Dia berujar, kondisi buruh di Kalbar, saat ini masih jauh dari sejahtera. Jaminan kerja masih kurang dan tidak menentu dengan berlakunya Undang-undang (UU) Ketenagakerjaan. Dia memberkan, buruh yang bekerja di sektor pertanian. Sampai saat ini, masih didapati buruh harian lepas yang sudah bekerja selama enam sampai tujuh tahun, masih saja dipekerjakan sebagai buruh harian lepas (BHL). “Buruh tidak dipekerjakan untuk menjadi pegawai tetap. Itu salah satu contoh permasalahan di sektor perkebunan dari banyak kasus yang lain,” ungkapnya.

Selain itu, dia menyoroti permasalahan pencemaran lingkungan, dan perpecahan akibat suku dan ras, maupun perampasan atas tanah masyatakat yang awalnya dijanjikan pemiliknya akan dipekerjakan di perusahaan. “Kita minta dicabut (PP 78/2015, red), bukan direvisi. Imbas dari aturan tersebut, buruh tidak merasakan kesejahteraan,” jelasnya.

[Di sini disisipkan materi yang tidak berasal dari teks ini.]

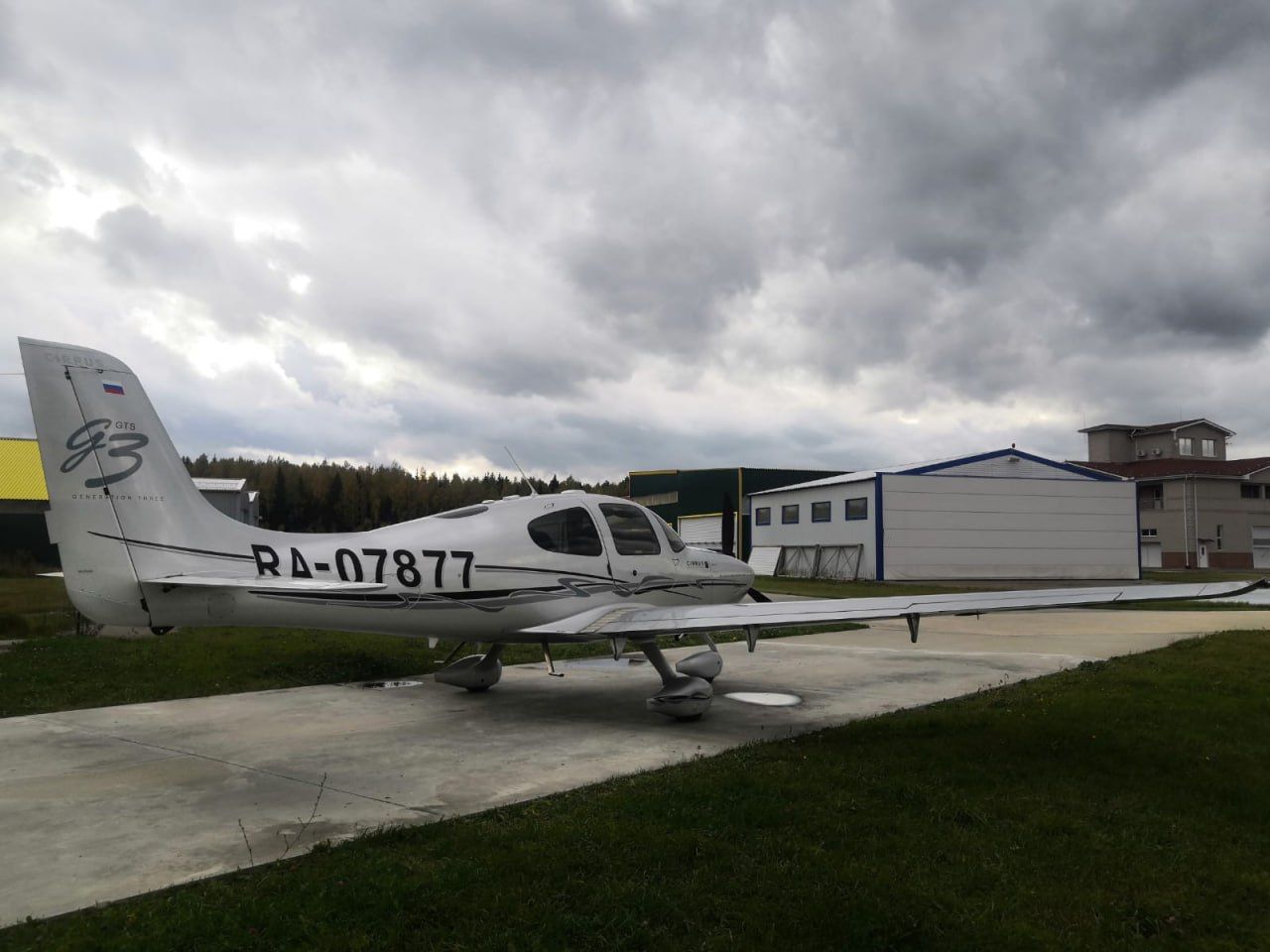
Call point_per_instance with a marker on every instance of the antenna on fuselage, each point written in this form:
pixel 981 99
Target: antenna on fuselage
pixel 532 490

Selain itu, FPR juga menolak Reforma Agraria dan Perhutanan Sosial (RAPS) Jokowi-JK, karena dianggap hanya memperkuat kedudukan monopoli atas tanah dan mengilusi rakyat. RAPS Jokowi-JK hanya sebagai upaya peredaman perjuangan rakyat yang sejati menuntut keadilan agraria. “Kami minta pemerintah menghentikan kekerasan, kriminalisasi, intimidasi, dan teror terhadap rakyat yang berjuang atas hak-hak demokratisnya. Bangun industri nasional sebagai salah satu syarat kedaulatan dan kemakmuran rakyat,” harapnya.

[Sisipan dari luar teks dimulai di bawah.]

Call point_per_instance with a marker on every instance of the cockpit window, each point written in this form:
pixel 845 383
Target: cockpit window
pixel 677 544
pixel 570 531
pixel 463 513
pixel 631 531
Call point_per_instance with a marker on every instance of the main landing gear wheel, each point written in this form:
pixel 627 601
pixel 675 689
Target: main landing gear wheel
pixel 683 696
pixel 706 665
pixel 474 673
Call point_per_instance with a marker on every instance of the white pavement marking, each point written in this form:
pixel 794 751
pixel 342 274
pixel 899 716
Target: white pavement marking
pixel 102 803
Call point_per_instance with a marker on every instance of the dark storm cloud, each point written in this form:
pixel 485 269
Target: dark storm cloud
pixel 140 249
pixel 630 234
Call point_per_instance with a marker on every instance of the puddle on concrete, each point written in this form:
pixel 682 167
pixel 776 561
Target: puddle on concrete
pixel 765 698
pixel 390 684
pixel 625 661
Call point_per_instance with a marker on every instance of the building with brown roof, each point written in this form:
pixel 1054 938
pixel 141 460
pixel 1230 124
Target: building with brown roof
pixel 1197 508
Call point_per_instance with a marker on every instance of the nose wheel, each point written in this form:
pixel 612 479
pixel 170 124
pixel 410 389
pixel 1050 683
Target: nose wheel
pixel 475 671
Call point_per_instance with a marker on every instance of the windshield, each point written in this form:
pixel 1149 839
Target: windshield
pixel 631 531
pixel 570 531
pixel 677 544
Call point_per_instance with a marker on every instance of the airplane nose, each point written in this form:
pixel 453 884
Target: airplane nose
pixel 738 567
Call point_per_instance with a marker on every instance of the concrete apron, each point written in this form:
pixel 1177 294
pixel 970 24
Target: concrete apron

Dia meminta pemerintah mencabut Undang-Undang Perlindungan Pekerja Migran Indonesia (UU PPMI), dan memberikan perlindungan sejati bagi buruh migrant. Selain itu, pemerintah juga diminta menghormati dan melindungi masyarakat adat serta hak komunal atas tanah ulayat adat. “Stop keterlibatan TNI dan Polri dalam masalah yang dihadapi kaum tani dan klas buruh. Hentiakan monopoli output-input pertanian, berikan jaminan perlindungan harga karet bagi kaum tani,” pintanya.

Dia meminta pemerintah membuat kebijakan khusus terhadap harga komoditi karet bagi kaum tani. “Turunkan harga kebutuhan pokok rakyat dan berikan subsidi sosial bagi rakyat. Kita desak pemerintah memberikan jaminan keselamatan bagi BHL di sektor perkebunan, menuntut agar memberikan jaminan upah yang layak,” pungkasnya

Di tempat yang sama, Ketua Serikat Buruh Kalbar, Suryani mengungkapkan, adanya perusahaan di Kabupaten Kubu Raya yang mempekerjakan buruhnya sebulan hanya 12 hari. Bahkan, paling sedikit hanya empat hari. “Bagaimana bisa mencukupi kebutuhan dalam keseharian. Padahal, penghasilan dari bekerja selama itu tidak mungkin bisa mencukupi kebutuhan keluarga yang mencapai Rp3 juta per bulan,” ungkapnya.

Selain itu, di perusahaan tersebut juga masih banyak karyawan yang sudah lanjut usia (Lansia). Namun, hingga sekarang tak kunjung di-PHK oleh perusahaan. “Mereka memperkecil harian kerja, supaya para  pekerja lansia ini merasa tidak berimbang dengan pendapatan, sehingga dengan sendirinya keluar dari perusahaan. Dengan begitu secara otomatis, upah pesangon tidak diberikan,” tegasnya.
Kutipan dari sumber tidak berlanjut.